Stable link for resources:
* This is a major concern: as of today (April 8, 2022) the repository contains only an empty README file pushed 9 months ago.

Review #3
Anonymous submitted on 03/May/2022
Minor Revision
Review Comment:

This paper presents a novel NeuRal Axiom Network framework (NeuRAN) approach that uses existing triples in KGs to derive new consistent knowledge, useful for downstream tasks such as noise detection, triple classification and link prediction. The contribution is towards neural axiom learning.

I would suggest to add the key quantitative results of the experiments in the Introduction - that would help positioning the impact of the approach, and clearly state where is the improvement.
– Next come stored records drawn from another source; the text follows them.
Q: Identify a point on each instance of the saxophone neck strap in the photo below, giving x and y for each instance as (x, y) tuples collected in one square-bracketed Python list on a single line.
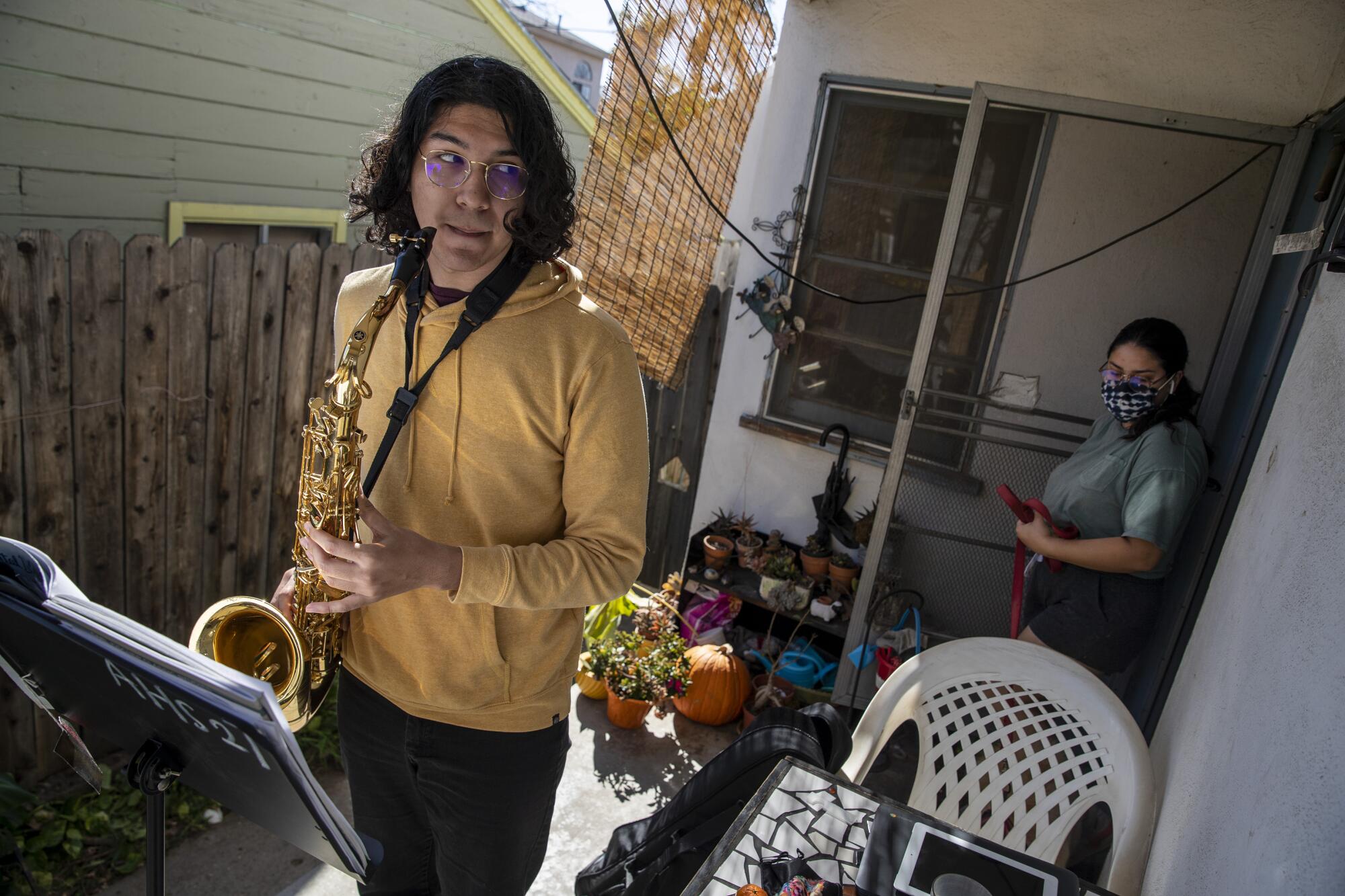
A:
[(481, 306)]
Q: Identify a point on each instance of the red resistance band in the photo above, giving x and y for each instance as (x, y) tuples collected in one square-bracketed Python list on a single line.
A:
[(1024, 510)]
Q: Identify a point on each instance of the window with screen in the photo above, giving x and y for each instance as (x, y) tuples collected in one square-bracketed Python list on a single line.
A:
[(875, 212)]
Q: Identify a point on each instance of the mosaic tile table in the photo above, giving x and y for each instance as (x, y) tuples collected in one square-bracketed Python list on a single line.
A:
[(801, 810)]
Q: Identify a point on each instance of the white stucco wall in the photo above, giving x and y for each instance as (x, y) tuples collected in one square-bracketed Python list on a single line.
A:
[(1249, 751), (1261, 61)]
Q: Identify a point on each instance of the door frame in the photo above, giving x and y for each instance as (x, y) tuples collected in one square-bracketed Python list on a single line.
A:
[(1295, 145)]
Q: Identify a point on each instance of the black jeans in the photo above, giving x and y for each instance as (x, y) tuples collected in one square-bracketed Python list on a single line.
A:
[(458, 810)]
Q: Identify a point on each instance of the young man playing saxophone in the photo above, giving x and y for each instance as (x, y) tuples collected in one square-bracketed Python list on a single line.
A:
[(513, 498)]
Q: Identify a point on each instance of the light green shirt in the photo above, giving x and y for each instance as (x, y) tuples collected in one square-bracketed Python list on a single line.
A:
[(1143, 487)]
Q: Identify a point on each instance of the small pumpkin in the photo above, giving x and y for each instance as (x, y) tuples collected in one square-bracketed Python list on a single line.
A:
[(720, 682), (590, 686)]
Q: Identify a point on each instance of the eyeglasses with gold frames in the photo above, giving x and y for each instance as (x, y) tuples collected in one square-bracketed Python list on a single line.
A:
[(449, 169)]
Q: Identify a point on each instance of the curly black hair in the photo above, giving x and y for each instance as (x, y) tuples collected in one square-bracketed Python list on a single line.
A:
[(541, 228)]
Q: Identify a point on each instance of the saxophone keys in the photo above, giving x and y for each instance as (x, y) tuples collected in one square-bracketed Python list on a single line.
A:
[(262, 658)]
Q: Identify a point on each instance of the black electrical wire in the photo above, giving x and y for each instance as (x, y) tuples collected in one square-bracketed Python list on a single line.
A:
[(723, 217)]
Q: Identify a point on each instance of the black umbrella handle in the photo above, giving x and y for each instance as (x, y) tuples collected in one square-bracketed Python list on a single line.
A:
[(845, 443)]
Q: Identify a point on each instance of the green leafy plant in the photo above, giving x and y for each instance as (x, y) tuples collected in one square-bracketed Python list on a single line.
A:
[(638, 670), (80, 844), (814, 548), (723, 524), (602, 620), (778, 565), (319, 739)]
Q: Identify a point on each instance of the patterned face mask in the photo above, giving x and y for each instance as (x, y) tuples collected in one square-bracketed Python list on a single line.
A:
[(1129, 401)]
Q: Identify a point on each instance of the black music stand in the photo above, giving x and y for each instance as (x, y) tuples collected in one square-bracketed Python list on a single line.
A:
[(221, 739)]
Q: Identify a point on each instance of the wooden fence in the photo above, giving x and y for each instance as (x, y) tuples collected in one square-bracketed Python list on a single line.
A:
[(150, 401), (151, 405)]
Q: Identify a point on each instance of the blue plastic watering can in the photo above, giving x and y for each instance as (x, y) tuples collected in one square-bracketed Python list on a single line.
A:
[(804, 667)]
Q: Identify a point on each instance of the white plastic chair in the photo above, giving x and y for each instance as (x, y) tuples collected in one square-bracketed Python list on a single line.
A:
[(1016, 744)]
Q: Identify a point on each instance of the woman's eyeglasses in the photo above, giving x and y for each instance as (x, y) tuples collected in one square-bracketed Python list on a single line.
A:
[(505, 181), (1136, 382)]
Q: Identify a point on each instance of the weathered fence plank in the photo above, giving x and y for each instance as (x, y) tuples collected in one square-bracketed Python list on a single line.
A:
[(297, 370), (45, 378), (149, 275), (337, 266), (371, 256), (96, 321), (259, 442), (11, 396), (189, 343), (229, 318), (18, 745)]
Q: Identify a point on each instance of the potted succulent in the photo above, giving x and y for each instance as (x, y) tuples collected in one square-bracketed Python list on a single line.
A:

I would suggest to position the work against past authors' work [a] as concept of consistent knowledge is also captured, and a comparison would be appreciated to better position the work.
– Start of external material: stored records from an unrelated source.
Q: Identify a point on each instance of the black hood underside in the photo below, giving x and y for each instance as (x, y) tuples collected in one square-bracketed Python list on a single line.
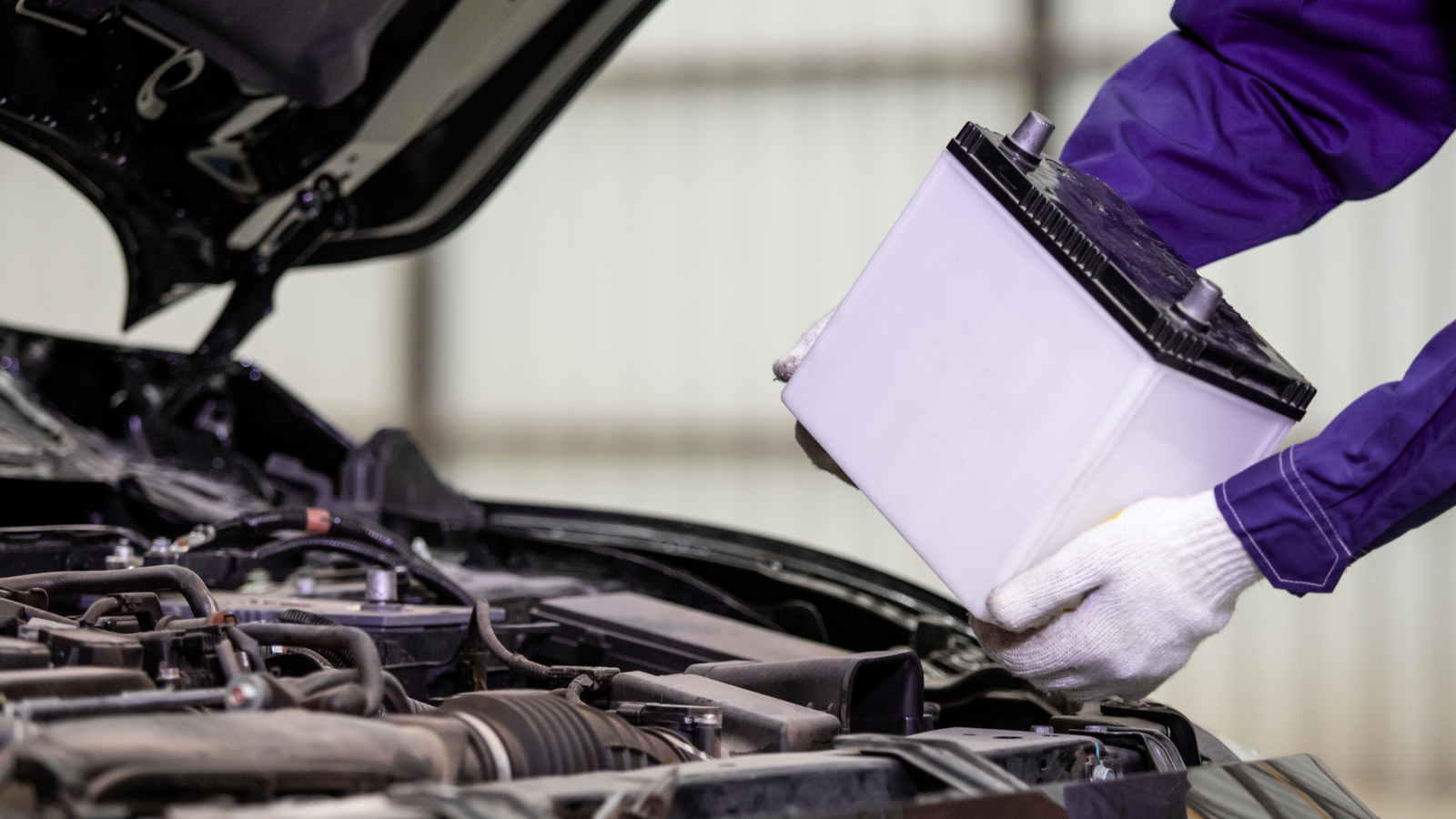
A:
[(229, 140)]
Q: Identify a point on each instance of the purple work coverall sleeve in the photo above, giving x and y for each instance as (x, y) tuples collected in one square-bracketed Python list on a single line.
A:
[(1249, 123)]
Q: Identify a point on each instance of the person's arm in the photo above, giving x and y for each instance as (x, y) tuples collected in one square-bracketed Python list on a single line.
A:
[(1383, 467), (1249, 124), (1259, 116)]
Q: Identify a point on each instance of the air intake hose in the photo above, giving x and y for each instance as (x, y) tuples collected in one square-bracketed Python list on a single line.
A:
[(535, 733)]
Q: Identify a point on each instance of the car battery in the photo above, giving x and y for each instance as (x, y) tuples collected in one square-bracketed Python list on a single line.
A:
[(1024, 358), (419, 644)]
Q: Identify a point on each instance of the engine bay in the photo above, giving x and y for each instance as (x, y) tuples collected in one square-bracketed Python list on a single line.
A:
[(215, 602)]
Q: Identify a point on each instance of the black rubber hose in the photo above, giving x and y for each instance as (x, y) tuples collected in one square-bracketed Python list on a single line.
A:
[(310, 618), (249, 647), (399, 702), (315, 522), (339, 637), (429, 574), (513, 661), (228, 658), (120, 581), (581, 678), (324, 680)]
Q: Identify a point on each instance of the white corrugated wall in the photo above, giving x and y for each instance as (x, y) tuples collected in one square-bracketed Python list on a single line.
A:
[(606, 324)]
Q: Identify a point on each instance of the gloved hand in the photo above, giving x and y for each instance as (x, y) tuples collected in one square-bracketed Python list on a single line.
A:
[(1123, 606), (790, 361), (784, 369)]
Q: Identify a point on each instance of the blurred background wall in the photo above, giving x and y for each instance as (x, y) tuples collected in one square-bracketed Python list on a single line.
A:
[(602, 331)]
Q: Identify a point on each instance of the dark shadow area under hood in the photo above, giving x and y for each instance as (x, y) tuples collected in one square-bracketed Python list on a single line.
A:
[(222, 152)]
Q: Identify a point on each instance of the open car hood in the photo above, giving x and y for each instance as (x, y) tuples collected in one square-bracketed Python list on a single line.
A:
[(229, 140)]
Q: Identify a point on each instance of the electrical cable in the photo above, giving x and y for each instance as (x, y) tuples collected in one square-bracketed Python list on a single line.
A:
[(579, 680), (120, 581)]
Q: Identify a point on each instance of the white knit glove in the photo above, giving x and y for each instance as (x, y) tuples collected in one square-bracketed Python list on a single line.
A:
[(784, 369), (786, 365), (1123, 606)]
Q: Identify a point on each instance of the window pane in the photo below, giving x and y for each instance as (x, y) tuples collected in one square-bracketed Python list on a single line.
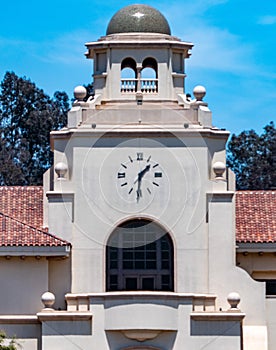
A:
[(131, 283), (140, 244), (148, 283)]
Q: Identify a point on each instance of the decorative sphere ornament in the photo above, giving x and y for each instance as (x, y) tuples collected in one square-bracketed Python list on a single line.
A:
[(234, 300), (80, 93), (48, 299), (199, 92)]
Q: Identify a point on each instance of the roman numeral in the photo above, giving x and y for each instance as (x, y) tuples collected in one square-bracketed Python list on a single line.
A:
[(139, 156), (157, 174), (121, 175)]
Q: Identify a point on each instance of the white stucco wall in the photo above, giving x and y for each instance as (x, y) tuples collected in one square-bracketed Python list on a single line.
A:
[(22, 284)]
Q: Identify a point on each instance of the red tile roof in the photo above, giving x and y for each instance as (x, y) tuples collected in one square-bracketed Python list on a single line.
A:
[(256, 216), (21, 218)]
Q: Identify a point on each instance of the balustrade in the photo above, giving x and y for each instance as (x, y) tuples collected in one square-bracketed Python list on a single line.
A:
[(148, 86)]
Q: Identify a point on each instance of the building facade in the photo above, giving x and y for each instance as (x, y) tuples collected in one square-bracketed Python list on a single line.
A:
[(137, 243)]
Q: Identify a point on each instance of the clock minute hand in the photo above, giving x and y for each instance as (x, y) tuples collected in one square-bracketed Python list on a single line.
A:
[(139, 179), (141, 174)]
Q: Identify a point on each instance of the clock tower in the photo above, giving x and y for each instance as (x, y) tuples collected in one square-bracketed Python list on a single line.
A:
[(142, 192)]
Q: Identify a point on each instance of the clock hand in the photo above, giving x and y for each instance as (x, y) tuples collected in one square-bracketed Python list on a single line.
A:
[(139, 180), (142, 173)]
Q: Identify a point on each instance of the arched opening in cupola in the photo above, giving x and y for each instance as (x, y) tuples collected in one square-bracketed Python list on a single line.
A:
[(149, 75), (128, 75)]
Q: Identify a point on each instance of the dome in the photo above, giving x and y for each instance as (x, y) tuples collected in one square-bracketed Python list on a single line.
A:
[(138, 19)]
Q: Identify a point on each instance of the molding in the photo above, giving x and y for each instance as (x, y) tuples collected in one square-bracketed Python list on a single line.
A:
[(218, 316), (63, 316), (33, 251), (140, 334), (140, 294), (18, 319)]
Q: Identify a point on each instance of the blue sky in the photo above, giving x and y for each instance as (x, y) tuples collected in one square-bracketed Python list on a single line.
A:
[(234, 55)]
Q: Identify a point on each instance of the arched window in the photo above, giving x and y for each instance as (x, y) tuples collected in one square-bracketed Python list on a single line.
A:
[(139, 256), (128, 75), (149, 78)]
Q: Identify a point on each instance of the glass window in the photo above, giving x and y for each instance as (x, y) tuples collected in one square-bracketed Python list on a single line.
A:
[(139, 257)]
On the methodology, I would suggest to add a textual description, with annotation on the picture to better follow the flow diagram - may be a paragraph in the caption will help. This is a nice picture but textual description need to be added to bring value to the understanding of the approach.

Could yu extend the framework to other embeddings approaches - you mentioned "Our framework considers two translation-based embedding models TransE and TransH as basic KG embedding models.". It would be nice to understand if this is a limitation. In my understanding this is not but better to be clear.

In the experiments I would suggest the authors to explain why FB15K237 and WN18RR have been considered. What is making them suitable for evaluating your work. Please also clearly state why other dataset won't be eligible for yoour evalluation e.g., what about ConceptNet?

[a] Jiaoyan Chen, Freddy Lécué, Jeff Z. Pan, Shumin Deng, Huajun Chen: Knowledge graph embeddings for dealing with concept drift in machine learning. J. Web Semant. 67: 100625 (2021)